ソードアート・オンライン〜旭日の防人達〜 作:霧のイージス艦
私はたきなと共に拳銃の銃口をリコリスの集団に向けたまま、淡々と冷たい現実を告げた。彼女たちは治療を終えて動ける状態だが、武器を置けば安全だ。
フキ
どういうつもりだッ! 千束、たきな! 本部に反旗を翻す気か!?
フキが血相を変えて噛み付いてくる。私は呆れを通り越して、はぁ、と小さく溜息をついた。
千束
はぁ〜、ほんと馬鹿だねぇ〜。フキ、よく聞きなよ? 私たちはもう、DAに所属するしがないリコリスじゃないんだよ
たきな
その通りです。私たちは既に、日本を正すための別の組織に所属しています
私たちがそう言い切った瞬間、無線機から楠木司令の低く、険しい声が割り込んできた。
楠木
『千束、たきな、どういうことだ!? 裏切ったのか!?』
千束
何言ってんの〜楠木さん。裏切った? 違うよ〜。ねぇたきな?
たきな
そうですね。おもてがえっただけですよ
楠木
『なんだと……』
千束
そもそもさ、私は最初からリコリスの『命をかけて人を守る』なんて、DAの歪んだ大義名分はどうでもよかったんだよね〜。自分が楽しいと思える場所で、自分の好きなことをしたかっただけだから
たきな
私もです。

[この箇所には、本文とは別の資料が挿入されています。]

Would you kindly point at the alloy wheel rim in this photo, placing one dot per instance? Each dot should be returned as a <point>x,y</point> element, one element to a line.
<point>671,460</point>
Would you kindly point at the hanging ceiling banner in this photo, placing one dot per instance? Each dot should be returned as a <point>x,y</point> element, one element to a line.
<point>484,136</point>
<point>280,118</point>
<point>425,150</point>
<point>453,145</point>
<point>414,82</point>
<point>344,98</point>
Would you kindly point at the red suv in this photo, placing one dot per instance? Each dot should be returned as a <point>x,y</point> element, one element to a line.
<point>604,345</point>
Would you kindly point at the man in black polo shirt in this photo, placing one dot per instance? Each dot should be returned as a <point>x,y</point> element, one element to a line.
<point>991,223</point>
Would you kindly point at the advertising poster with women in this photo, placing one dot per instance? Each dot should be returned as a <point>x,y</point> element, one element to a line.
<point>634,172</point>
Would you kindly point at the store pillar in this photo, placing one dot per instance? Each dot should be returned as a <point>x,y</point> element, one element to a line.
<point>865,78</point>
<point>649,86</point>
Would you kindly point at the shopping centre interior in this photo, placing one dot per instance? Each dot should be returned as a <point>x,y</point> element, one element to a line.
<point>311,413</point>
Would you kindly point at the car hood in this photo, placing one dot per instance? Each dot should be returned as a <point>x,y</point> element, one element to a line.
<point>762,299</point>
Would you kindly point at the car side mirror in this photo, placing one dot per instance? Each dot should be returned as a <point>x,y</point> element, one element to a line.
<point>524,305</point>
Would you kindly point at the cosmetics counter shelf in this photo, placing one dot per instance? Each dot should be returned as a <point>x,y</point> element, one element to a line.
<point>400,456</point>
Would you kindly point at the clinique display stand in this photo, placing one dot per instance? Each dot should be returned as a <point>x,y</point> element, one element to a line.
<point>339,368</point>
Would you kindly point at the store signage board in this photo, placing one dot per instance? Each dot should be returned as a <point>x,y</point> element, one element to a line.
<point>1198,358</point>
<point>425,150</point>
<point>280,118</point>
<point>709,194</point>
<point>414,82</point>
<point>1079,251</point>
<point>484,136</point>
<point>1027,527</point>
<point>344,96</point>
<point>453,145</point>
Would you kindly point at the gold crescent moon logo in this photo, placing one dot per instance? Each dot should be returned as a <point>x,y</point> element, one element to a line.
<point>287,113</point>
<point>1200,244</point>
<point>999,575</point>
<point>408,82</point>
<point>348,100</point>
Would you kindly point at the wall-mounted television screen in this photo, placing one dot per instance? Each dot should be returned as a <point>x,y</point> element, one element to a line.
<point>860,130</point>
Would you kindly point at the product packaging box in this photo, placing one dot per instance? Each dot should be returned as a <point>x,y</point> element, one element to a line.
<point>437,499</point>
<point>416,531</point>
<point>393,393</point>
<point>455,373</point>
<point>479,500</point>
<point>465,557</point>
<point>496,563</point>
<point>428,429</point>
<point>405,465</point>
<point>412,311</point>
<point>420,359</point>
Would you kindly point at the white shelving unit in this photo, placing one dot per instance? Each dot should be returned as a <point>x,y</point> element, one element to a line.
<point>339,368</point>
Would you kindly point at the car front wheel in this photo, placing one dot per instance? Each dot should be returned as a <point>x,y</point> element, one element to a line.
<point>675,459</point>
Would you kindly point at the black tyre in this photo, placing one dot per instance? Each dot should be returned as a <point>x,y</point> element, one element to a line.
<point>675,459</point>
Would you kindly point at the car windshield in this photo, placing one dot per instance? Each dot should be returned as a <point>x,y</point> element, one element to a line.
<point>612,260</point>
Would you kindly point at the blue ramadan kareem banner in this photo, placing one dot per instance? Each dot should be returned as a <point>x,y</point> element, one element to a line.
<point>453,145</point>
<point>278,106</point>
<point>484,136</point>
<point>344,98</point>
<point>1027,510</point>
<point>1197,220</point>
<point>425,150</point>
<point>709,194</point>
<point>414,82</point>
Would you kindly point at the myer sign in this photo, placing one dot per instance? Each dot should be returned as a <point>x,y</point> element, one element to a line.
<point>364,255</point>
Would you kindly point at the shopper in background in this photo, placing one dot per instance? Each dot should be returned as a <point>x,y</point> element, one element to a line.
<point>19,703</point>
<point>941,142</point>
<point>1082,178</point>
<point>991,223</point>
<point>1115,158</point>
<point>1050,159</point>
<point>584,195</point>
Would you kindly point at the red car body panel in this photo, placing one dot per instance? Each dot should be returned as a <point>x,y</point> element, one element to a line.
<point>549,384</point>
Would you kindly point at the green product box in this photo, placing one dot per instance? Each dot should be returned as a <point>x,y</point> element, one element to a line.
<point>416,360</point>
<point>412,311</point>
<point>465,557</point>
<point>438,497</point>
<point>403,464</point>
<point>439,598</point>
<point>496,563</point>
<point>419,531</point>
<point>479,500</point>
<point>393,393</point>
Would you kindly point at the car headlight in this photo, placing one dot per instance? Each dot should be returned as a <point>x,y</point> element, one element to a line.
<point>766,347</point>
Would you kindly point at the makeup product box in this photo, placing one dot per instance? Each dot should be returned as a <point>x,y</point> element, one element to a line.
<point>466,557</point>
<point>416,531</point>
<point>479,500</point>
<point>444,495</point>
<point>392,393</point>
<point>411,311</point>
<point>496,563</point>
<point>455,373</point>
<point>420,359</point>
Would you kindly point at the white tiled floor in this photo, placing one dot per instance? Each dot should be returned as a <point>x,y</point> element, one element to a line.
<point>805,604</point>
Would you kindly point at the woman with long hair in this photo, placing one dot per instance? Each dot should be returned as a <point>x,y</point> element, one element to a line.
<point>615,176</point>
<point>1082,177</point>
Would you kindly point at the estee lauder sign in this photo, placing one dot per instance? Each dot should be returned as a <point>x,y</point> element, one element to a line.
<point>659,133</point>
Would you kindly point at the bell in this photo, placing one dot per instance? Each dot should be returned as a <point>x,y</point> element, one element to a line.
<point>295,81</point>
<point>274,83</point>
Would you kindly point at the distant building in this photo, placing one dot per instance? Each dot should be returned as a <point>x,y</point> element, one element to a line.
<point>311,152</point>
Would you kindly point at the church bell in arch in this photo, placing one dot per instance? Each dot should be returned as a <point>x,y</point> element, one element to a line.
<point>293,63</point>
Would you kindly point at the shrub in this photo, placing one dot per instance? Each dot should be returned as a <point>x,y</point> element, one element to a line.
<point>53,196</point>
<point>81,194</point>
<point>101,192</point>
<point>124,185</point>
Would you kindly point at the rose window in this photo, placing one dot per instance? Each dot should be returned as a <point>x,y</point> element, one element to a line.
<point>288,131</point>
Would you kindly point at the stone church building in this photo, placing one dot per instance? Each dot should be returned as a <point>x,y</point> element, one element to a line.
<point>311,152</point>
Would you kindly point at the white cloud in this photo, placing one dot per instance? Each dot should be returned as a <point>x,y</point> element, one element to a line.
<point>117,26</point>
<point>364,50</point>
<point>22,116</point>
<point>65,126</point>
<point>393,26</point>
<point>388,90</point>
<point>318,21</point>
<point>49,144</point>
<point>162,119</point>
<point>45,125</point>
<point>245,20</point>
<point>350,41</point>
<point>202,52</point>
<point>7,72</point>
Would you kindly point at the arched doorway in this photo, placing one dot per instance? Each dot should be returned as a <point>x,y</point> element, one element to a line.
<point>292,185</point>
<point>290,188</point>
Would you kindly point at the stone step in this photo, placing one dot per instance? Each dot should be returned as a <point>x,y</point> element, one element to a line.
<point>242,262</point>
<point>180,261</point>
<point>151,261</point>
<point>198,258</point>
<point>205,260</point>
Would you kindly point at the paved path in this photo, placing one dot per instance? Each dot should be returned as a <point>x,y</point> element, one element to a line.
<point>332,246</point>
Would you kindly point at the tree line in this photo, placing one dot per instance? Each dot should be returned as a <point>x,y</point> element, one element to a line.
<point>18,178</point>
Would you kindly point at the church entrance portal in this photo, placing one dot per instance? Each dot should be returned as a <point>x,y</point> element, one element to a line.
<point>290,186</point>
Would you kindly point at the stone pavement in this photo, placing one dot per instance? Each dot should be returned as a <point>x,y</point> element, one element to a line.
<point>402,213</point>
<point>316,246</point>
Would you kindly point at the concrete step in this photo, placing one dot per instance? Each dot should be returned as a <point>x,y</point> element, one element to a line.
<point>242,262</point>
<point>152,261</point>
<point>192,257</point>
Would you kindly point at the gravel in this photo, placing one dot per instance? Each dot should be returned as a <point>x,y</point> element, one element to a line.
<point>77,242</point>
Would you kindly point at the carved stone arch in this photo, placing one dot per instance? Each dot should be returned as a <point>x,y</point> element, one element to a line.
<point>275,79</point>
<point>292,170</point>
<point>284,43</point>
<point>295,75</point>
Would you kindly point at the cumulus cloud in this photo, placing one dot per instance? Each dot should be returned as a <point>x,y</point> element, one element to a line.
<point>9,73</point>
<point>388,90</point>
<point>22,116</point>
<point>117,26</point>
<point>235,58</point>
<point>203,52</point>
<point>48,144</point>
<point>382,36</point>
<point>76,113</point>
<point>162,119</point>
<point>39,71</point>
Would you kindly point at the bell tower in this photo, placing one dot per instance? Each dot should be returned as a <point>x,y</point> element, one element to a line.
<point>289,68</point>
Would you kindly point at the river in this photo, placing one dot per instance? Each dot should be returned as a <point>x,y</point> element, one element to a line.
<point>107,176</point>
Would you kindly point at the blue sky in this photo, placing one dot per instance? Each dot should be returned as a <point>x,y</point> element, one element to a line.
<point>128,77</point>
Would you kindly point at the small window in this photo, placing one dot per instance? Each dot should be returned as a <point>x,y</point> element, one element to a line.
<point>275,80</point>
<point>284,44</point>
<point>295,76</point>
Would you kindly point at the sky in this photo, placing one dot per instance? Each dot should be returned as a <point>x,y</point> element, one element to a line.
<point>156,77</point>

……なんであの頃の私は、あんなにも本部に戻ることにこだわっていたのでしょうか。今思えば、呪いに縛られていたようなものです
私とたきなは、DAの作戦がいかに腐敗しきっているかを指摘し始めた。
千束
何度も言わせないでよ。DAの考える作戦って、全部が全部、穴だらけなんだよね〜
たきな
ですね。私達は此処に真島達が居ない事は分かっていましたけど、本部(DA)の連中はまだそこに気づいてすらいない
楠木
『どういうことだ!?』
たきな
まず、真島たちが手に入れた銃は約1000丁。仮に1000人の反乱分子がいれば、この閉所にいる私達を殲滅するのは容易いはずです。しかし、真島たちはそうしなかった
千束
そして真島はその銃を街中にばら撒いた。此処から考えられる目的は唯一つ。それは……
「「リコリス、果てはDAの存在を、この国中に知らしめること」」
私たちの言葉に、リコリス達が一斉に息を呑む。楠木の沈黙が、その図星さを物語っていた。
千束
平和ボケした日本人の前で、あの放送を流して、最後には銃まで発砲した。リコリスは日常的に銃を使っているから麻痺してるけど、真島はそこを逆手に取ったのさ
たきな
ばら撒かれた1000丁もの銃をすべて回収するのは物理的に不可能です。そして、その銃を持った民間人が発砲し、その事件を処理するためにリコリスが動けば……どうなると思いますか?
千束
情報社会の今の日本なら、隠し通すことはできない。1000件もの事件が起きれば、リコリスの存在は完全に露見する。DAがこれまで積み上げてきた『隠蔽』の城は、真島の一手で崩壊するんだよ
無線越しに、楠木たちが戦慄しているのが分かる。ようやく真島の恐ろしい真意に気づいたようだ。
楠木
『……! 銃を持った民間人には関わるな! 絶対に発砲するな……! リコリスの存在をあぶりだすことが、奴の本当の狙いだ……ッ!』
千束
だから、それら今私たちが言ったこと。それを最初に考えんのがアンタの仕事でしょうよ。今のDAは、もう脳みそまで腐りきってるってこと
楠木
『クッ……ッ!』
たきな
こんな腐った組織に自分の命を預けるなんて、もうできません。だから私たちは……
その時、背後の扉が重々しい音を立てて開いた。
??
どの道、DAは解体される
聞き覚えのある、芯の通った声。私は顔を綻ばせ、振り返った。
たきな
遅かったですね……?
緋村零
少し、予想外のことがあってね
千束
でも、来てくれると信じてたよ!
そこに立っていたのは、迷いのない瞳をした零君と式さんだった。
ようやく来てくれた。私たちの新しい場所、私たちの『正義』のリーダー。
千束
遅いよ、隊長!
私は拳銃をホルスターに収め、最高に晴れやかな笑顔で彼らを迎えた。